I have position (S) vs time (t) data that is very well fit ($R^2$ > 0.9997) by the following equation:
$$S=a(b-\exp(-ct))$$
The instantaneous velocity ($v$) is just the derivative of this equation at a particular time, so:
$$v=ac\exp(-ct)$$
Now if I calculate $v^2$ from the second equation and graph it, I find that the following exponential yields a very good fit ($R^2$ > 0.98)
$$v^2 = f\exp(-gt)$$
The whole idea is to show a correlation of "g" with another different parameter, H. Plotting g vs H yields a pretty good fit.
But, it seems to me that it would be better to try to plot up c from the second equation vs H. So the second equation squared is,
$$v^2=a^2c^2\exp(-2ct)$$
Rather than "refit" this equation with a simpler exponential like the third equation, I wonder if I can somehow plot c or some mathematical expression of c vs H. It seems like I should be able to do something.
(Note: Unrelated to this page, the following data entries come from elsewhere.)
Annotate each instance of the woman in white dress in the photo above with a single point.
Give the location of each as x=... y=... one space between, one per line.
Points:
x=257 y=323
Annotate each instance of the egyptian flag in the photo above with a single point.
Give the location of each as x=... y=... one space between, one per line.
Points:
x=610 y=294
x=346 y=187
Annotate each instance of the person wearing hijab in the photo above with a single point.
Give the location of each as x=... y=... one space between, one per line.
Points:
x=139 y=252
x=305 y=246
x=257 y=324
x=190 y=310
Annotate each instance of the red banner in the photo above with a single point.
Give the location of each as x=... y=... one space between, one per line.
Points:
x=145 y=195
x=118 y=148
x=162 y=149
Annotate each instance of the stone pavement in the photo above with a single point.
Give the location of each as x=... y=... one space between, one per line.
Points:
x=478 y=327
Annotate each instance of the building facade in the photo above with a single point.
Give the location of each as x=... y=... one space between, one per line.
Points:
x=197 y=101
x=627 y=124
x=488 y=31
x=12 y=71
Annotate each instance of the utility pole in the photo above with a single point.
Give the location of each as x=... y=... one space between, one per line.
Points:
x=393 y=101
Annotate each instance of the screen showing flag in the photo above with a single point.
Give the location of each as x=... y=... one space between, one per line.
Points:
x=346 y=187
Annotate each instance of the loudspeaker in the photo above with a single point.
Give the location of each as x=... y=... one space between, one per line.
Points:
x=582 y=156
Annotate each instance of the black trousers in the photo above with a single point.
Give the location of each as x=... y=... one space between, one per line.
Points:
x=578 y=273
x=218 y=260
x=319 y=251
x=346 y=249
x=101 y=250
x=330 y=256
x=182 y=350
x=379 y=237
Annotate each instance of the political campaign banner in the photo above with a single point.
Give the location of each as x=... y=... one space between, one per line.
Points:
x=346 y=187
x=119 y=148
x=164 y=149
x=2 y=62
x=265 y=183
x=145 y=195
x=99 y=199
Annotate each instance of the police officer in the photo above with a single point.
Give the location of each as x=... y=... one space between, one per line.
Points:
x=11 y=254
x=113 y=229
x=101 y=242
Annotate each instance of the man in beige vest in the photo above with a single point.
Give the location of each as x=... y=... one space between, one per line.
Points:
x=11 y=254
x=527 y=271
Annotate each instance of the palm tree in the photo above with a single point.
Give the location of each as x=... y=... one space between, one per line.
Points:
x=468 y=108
For example, if I use the following:
$$c^2 = \exp(2\ln(c))$$
then I can get $c^2$ effectively into the exponential function. But, I couldn't get that to give me a useful expression (without $t$) that I could then plot against H.
$$v^2 = a^2[\exp(2\ln(c) - 2ct)]$$
Is there some way that I can make this work rather than do a "refit"?